Exchanges introduced points as a notation that allowed contract prices to be expressed in a shortened format. Exchanges define a Point Value for all contracts that they list, which enables you to convert from the full price of a contract to points by dividing the price by the Point Value. For example, the Point Value for the Eurex Euro Bund futures (FGBL) is defined as €1000. A FGBL futures contract with a price of €114,000 can also be expressed as 114 points (€114,000/€1000).

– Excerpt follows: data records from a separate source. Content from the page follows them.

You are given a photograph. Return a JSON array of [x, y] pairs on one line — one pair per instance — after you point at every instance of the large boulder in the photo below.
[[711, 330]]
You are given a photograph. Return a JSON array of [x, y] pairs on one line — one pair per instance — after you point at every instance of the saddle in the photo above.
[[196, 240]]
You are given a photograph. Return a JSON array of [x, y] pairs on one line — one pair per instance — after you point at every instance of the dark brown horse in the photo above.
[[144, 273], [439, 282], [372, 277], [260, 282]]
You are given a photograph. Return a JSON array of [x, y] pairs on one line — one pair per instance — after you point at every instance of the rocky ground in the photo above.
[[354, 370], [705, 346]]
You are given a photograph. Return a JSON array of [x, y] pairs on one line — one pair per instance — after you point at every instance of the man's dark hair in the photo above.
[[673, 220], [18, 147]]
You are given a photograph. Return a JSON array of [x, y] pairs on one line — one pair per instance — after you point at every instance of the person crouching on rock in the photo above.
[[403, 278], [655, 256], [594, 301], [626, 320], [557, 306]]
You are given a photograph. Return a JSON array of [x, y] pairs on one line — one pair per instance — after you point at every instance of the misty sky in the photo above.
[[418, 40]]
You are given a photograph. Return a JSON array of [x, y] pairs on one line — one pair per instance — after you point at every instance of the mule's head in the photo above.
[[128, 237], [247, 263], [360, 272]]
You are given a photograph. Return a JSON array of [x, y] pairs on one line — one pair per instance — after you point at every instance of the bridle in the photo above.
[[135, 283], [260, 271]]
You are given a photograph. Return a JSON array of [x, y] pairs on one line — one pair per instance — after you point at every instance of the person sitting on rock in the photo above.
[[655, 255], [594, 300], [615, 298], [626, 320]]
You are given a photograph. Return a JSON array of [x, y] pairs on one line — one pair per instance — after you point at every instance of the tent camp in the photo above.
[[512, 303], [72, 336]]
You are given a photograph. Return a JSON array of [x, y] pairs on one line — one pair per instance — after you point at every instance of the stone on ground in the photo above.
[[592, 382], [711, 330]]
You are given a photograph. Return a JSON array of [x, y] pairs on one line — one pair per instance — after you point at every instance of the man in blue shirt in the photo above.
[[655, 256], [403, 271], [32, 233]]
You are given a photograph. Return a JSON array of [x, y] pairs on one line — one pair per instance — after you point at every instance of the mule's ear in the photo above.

Exchanges also define a Tick Size for all contracts they list that represents the minimum allowable price movement in points. For example, the Tick Size for the FGBL futures is defined as 1/100 of a point. You can express a price in ticks by dividing the price in points by the Tick Size. You can express a FGBL futures price of 114 points as 11,400 ticks (114/(1/100)).

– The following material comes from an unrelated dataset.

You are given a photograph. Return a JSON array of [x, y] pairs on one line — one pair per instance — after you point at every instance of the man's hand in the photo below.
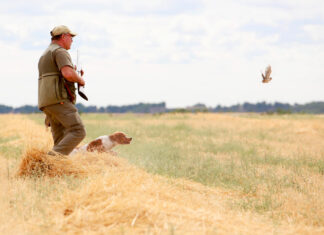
[[71, 75], [81, 82]]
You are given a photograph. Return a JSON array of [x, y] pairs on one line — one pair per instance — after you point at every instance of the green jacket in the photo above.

The following table lists a sample of the allowable trading prices for FGBL futures in these various formats.
|Full Price||Points (Fractional)||Points (Decimal)||Ticks|
The Tick Value is the dollar value of the minimum allowable price movement. It is calculated by multiplying the Point Value by the Tick Size. The Tick Value of an FGBL futures is €10, calculated as follows:
Tick Value = €1000 x (1/100) = €10
The Tick Value is used to calculate P&L in contract currency as follows:
P&L (contract currency) = Qty x (sell price in ticks - buy price in ticks) x Tick Value
So, for example, if you bought 2 FGBL-Dec13 futures contracts at 99 99/100 and sold 2 FGBL-Dec13 futures contracts at 100 2/100, your P&L in contract currency would be €60:
P&L (contract currency) = 2 x (10002 - 9999) x €10 = €60
P&L calculations use Tick Values because integer math is faster and not prone to rounding errors.